To celebrate, I made us a salad. If you don't think a salad is the proper way to celebrate a blogiversary, you're right--I don't think of salads as celebratory, either. I totally have plans for an over-the-top grain-free cake for next week, but thought I would balance things out by making this nutritious salad first.
My favorite part of this salad (other than the gorgeous hue of the Cara Cara oranges) is the creamy dreamy dressing. I'm pretty boring with dressings, and usually just make a simple balsamic vinaigrette, perhaps with a touch of honey or Dijon mustard if I'm feeling fancy. However, I do have a soft spot for rich, creamy dressings. I wondered if I could make a great creamy dressing without any dairy, so that people with allergies (or people doing a Whole30 or strict paleo) could eat it.
Luckily, the answer is yes!

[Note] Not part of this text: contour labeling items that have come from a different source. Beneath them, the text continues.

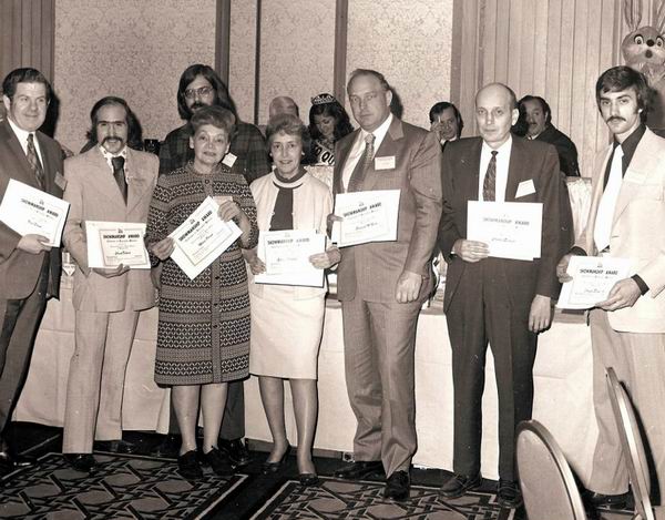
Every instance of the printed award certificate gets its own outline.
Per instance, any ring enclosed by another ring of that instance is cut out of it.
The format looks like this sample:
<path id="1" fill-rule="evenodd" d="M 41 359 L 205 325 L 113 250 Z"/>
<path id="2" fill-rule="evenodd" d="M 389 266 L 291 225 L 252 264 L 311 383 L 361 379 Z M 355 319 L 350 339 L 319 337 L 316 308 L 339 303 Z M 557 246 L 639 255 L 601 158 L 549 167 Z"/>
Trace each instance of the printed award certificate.
<path id="1" fill-rule="evenodd" d="M 69 212 L 69 202 L 13 179 L 0 203 L 0 221 L 21 236 L 34 234 L 59 247 Z"/>
<path id="2" fill-rule="evenodd" d="M 338 193 L 335 214 L 341 221 L 332 225 L 332 242 L 346 247 L 396 241 L 399 197 L 399 190 Z"/>
<path id="3" fill-rule="evenodd" d="M 257 284 L 324 286 L 324 269 L 317 269 L 309 257 L 326 251 L 326 235 L 315 230 L 260 232 L 258 257 L 266 272 L 254 277 Z"/>
<path id="4" fill-rule="evenodd" d="M 143 223 L 86 221 L 89 267 L 112 269 L 122 264 L 132 269 L 150 269 L 144 236 Z"/>
<path id="5" fill-rule="evenodd" d="M 219 205 L 206 197 L 168 236 L 175 243 L 171 257 L 194 279 L 243 233 L 235 222 L 217 216 Z"/>
<path id="6" fill-rule="evenodd" d="M 631 261 L 611 256 L 571 256 L 567 273 L 573 277 L 561 287 L 556 307 L 585 309 L 607 299 L 620 279 L 628 277 Z"/>
<path id="7" fill-rule="evenodd" d="M 540 202 L 469 201 L 467 238 L 488 244 L 490 256 L 540 258 L 542 225 Z"/>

This dressing is delectably creamy thanks to the walnuts, perfectly sweet from just the oranges, and wonderfully savory thanks to the shallots. After I made it, I kept sneaking spoonful after spoonful as I made the rest of the salad. It's so good.
Even though I love the dressing plain, it's even better with some spring greens, pan-seared chicken, orange slices, and toasted walnuts. This salad is the perfect way to transition from winter to spring, and eat a bunch of healthy food while you're at it.
Yield: 2-3 servings
Prep time: 10 minutes
Cook time: 20 minutes
For the creamy shallot dressing:
Juice of 1 orange
2 teaspoons orange zest
2 tablespoons minced shallot (from about 1 small shallot)
1/4 cup chopped walnuts
1 tablespoon olive oil
1 teaspoon sherry vinegar (or white wine vinegar), or more to taste
Salt and freshly-ground pepper to taste
For the salad:
2 tablespoons ghee or coconut oil
2-3 boneless, skinless chicken breast halves (about 1 pound)

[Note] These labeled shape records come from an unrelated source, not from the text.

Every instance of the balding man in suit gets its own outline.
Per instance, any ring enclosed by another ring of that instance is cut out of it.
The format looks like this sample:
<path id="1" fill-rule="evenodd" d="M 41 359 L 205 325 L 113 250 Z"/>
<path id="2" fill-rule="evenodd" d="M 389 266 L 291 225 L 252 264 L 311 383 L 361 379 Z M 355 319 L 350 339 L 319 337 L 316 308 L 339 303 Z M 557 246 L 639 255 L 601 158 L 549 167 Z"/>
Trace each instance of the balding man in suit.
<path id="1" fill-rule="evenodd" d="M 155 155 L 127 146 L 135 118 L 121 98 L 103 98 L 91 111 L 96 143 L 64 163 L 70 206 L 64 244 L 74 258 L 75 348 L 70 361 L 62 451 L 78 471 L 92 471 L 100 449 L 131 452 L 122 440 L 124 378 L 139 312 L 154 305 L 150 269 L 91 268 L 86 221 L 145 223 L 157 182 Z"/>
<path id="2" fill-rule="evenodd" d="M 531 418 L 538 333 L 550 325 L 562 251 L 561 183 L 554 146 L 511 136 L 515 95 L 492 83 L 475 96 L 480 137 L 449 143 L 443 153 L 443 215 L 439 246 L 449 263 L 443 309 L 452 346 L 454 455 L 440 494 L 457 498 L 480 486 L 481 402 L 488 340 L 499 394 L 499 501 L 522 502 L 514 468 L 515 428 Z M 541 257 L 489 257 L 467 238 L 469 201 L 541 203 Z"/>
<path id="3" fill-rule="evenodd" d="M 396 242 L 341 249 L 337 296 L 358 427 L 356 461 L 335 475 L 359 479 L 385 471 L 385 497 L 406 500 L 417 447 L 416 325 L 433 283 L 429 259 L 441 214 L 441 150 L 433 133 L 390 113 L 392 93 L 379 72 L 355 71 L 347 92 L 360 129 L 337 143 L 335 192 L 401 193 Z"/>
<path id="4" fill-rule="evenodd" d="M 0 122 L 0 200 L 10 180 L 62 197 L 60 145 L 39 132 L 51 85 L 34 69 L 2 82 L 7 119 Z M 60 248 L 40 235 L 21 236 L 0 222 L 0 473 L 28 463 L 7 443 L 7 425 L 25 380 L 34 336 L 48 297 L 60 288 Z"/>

Salt and freshly-ground pepper to taste
4 ounces spring mix or your favorite salad greens
1/2 cup chopped walnuts, toasted if desired*
1-2 oranges, sliced and trimmed or peeled and segmented**
*To toast walnuts, toss them in a dry skillet over medium heat for 5-7 minutes, or until slightly darker and fragrant.
**I used one regular orange and one Cara Cara orange, but we had some orange slices left over. To prepare the oranges as shown in the pictures, slice the orange crosswise into 1/4-inch thick wheels, then lay each wheel flat and make small cuts around the edge to trim off the peel and most of the pith, forming an octagon shape.
To make the dressing, combine all ingredients in a two-cup measure and process with an immersion blender until smooth (or puree in a food processor or regular blender). Taste and add more salt, pepper, or vinegar as desired.
To make the chicken, heat two tablespoons of ghee or coconut oil in a large skillet over medium high heat. Sprinkle the chicken with salt and pepper on both sides, and place the chicken pieces between two pieces of parchment paper. Use a meat tenderizer or rubber mallet to pound the breasts to an even thickness, making them as thin as you can.
When the ghee or oil is hot, add the chicken and cook, turning once, for 10-20 minutes, depending on the thickness, until well-browned on both sides and no longer pink in the middle. Let the chicken rest for 5-10 minutes, then slice into strips.
To assemble the salads, divide the greens between two or three plates, and top with walnuts, chicken, and orange slices. Drizzle on dressing to taste and serve.